In one embodiment, the risk conduction associated map optimization device further includes a risk analysis result output module, configured to divide risk levels according to risk probabilities of users in the acquired sample data and default conditions of the users, determine service suggestions corresponding to the risk levels, find a risk level where the risk probability of the target user is located according to the risk probability of the target user, and output the service suggestion corresponding to the risk level.
According to the risk conduction association map optimization device, on the basis of an initial risk conduction association map, equipment label information of a risk user corresponding to a risk node is analyzed through the existence of association factors among directly associated risk nodes to obtain equipment label risk weight parameters, reference weight parameters of the association factors are determined through the existence of the association factors among the directly associated risk nodes, the risk conduction weight parameters of the association factors under the association levels are determined through the association levels of the association factors in association factor combinations among indirectly associated risk nodes, the initial risk conduction association map is optimized, deep connection among the nodes of the association map is fully mined, specific conduction parameters among the risk nodes are determined, the risk conduction association map optimized through the parameters can be used for conducting risk directly, the combing and real-time calculating processes of the association relations among the nodes are simplified, the equipment label risk weight parameters obtained through analysis are used as evaluation parameters of node data, the node basic data volume is simplified, the risk conduction analysis is facilitated, and the risk analysis efficiency is improved.

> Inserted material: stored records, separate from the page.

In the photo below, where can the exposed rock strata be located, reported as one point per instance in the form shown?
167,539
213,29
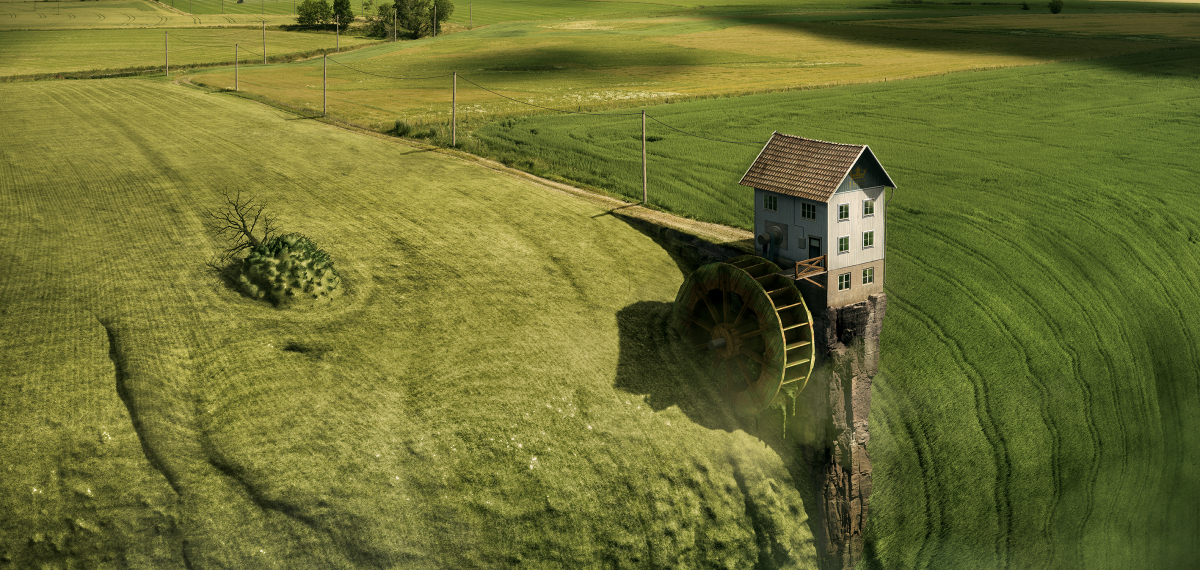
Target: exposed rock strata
833,425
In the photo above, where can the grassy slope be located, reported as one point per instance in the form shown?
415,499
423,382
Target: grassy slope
1039,390
474,400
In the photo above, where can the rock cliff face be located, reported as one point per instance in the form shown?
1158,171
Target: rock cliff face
833,431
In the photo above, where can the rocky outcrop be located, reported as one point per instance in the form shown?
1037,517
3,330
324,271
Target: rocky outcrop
833,429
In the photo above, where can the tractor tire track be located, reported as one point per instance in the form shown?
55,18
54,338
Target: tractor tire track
1001,455
1077,372
934,520
1093,327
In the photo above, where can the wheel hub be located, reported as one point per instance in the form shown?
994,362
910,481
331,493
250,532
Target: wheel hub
732,341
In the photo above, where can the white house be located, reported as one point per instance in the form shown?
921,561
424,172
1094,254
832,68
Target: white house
816,198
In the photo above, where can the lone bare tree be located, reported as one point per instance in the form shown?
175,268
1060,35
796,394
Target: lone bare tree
237,221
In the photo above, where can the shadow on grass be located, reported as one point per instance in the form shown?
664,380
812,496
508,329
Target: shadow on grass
1035,43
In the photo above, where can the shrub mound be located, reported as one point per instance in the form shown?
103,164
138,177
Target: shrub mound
288,270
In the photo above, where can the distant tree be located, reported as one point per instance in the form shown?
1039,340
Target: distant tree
311,12
417,16
342,12
379,23
239,221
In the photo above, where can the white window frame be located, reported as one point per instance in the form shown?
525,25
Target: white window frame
804,207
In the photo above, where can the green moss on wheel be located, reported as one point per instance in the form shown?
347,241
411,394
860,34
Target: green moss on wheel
289,269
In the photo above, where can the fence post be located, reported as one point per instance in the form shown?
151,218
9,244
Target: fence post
643,157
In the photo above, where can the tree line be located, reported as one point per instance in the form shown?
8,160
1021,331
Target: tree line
385,19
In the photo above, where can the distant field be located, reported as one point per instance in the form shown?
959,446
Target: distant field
1037,400
601,64
477,399
1180,27
66,51
113,13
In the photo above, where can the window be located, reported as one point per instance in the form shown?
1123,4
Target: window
809,211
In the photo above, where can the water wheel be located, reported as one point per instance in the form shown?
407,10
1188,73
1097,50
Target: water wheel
756,327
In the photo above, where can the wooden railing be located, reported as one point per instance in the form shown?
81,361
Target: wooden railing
810,268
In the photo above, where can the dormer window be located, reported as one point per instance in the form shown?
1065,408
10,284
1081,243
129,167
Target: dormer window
809,211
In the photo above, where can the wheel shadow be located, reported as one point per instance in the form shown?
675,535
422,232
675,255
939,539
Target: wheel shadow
655,363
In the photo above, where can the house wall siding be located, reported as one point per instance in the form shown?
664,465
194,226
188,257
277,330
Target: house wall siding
855,227
857,292
798,232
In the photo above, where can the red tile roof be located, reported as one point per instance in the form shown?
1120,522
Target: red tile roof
804,167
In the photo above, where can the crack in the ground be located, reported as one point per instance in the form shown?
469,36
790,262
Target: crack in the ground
121,375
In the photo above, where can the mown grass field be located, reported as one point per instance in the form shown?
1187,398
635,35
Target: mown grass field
605,64
477,399
37,52
115,13
1037,400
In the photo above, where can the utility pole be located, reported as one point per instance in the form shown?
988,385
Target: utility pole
454,112
643,156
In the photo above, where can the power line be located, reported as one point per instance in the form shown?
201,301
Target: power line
387,77
547,108
706,138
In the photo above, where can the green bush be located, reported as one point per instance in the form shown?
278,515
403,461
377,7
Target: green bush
289,270
402,129
311,12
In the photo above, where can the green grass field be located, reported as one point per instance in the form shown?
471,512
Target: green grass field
605,64
498,389
1036,407
41,52
457,408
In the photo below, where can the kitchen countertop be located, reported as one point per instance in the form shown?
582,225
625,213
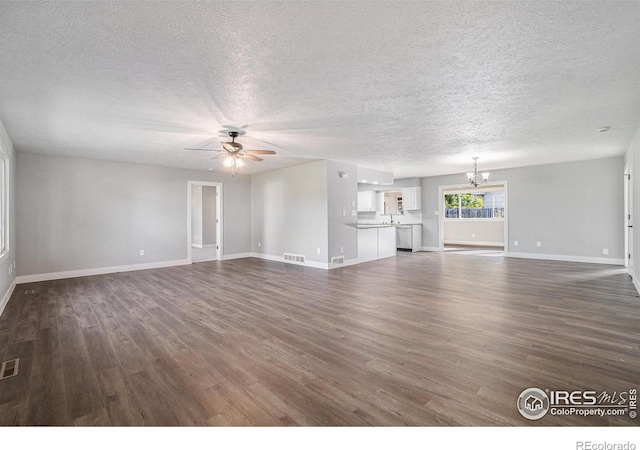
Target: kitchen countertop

For specific limitations of the risk conductance-associated map optimization device, reference may be made to the above limitations of the risk conductance-associated map optimization method, which is not described herein again. The various modules in the risk transmission correlation map optimization device can be wholly or partially implemented by software, hardware and a combination thereof. The modules can be embedded in a hardware form or independent of a processor in the computer device, and can also be stored in a memory in the computer device in a software form, so that the processor can call and execute operations corresponding to the modules.
In one embodiment, a computer device is provided, which may be a server, the internal structure of which may be as shown in fig. 7. The computer device includes a processor, a memory, a network interface, and a database connected by a system bus. Wherein the processor of the computer device is configured to provide computing and control capabilities. The memory of the computer device comprises a nonvolatile storage medium and an internal memory. The non-volatile storage medium stores an operating system, a computer program, and a database. The internal memory provides an environment for the operating system and the computer program to run on the non-volatile storage medium. The database of the computer device is used for storing risk conductance association map optimization data. The network interface of the computer device is used for communicating with an external terminal through a network connection. The computer program is executed by a processor to implement a risk conductance association map optimization method.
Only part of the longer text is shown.